The invention relates to a solid state fermentation process and a formula of fermented bean curd, belonging to the field of food industry. Aiming to the problems that the fermentation period of the traditional bean curd is long, juice is easy to leak and the like, the invention adopts the technical scheme that spice and a complex enzyme preparation are directly added when salted bean curd is bottled so as to ferment the fermented bean curd in the later period, the influence on the taste, the shape, the fermentation period and the quality guarantee period of the fermented bean curd by the complex enzyme preparation, salt, wine and the spice is researched, the influencing degree on the solid fermentation process of the fermented bean curd by the complex enzyme preparation, the salt, the wine and the spice is studied and discussed, and an optimum production process of the solid fermentation of the fermented bean curd, therefore, the problems of long fermentation period, easy juice leakage and the like of the fermented bean curd of the traditional semi-liquid and semi-solid fermentation are solved.

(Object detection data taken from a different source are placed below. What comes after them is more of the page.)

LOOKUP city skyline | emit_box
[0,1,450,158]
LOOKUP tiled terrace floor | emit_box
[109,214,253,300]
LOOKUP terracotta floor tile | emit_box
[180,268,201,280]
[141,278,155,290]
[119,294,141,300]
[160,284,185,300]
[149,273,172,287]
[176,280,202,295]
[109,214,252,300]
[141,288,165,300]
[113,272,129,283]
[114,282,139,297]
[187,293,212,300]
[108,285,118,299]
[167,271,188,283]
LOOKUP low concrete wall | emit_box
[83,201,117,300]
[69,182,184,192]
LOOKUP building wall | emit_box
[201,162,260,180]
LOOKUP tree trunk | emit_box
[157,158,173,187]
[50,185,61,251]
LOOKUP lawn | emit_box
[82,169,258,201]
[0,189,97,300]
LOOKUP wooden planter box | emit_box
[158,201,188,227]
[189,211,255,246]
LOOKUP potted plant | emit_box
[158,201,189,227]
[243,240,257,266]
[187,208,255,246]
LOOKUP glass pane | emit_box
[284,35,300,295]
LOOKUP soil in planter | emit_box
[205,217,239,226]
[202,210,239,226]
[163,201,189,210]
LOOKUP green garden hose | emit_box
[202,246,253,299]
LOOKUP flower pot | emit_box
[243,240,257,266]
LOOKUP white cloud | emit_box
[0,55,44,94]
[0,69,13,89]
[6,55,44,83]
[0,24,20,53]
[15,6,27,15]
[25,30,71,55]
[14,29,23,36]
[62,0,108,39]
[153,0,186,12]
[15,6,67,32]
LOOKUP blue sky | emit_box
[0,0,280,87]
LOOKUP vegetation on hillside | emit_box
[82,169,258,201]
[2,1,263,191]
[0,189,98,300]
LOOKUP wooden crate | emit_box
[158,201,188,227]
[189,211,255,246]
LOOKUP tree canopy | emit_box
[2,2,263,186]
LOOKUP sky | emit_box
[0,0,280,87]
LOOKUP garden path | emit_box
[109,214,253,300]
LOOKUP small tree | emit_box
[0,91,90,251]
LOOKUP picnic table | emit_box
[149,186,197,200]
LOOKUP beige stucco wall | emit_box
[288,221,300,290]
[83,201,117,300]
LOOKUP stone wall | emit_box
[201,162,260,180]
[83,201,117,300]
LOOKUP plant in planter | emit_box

The invention simplifies the process flow, shortens the fermentation time and quickens the fund turnover rate by 50-60 percent.

Description

Solid state fermentation process of fermented bean curd
Technical field
The present invention relates to fermented bean curd solid-state fermentation technology and prescription, specifically is solid-state sufu fermentation method of research and the traditional semisolid semi liquid state fermentation process difference at batching, fermentation period, shelf-life, local flavor etc., belongs to field of food industry.
Background technology
The form of utilizing of soybean comprises non-fermented product and fermented product, and the former has whole grain soybean, soya-bean milk, bean curd and soy meal etc.; The latter has fermented bean curd, beans sauce, soy sauce, natto and Dan Pei etc.First-elected again fermented bean curd in the fermented bean products.Because behind microbial fermentation, compare the change of generating capacity and matter under plurality of enzymes system effect of contained protein of fermented bean curd and starch with bean curd, protein resolves into amino acid and polypeptide, and starch is converted into monose and compound sugar, very easily be absorbed by the body its bioavilability maximization.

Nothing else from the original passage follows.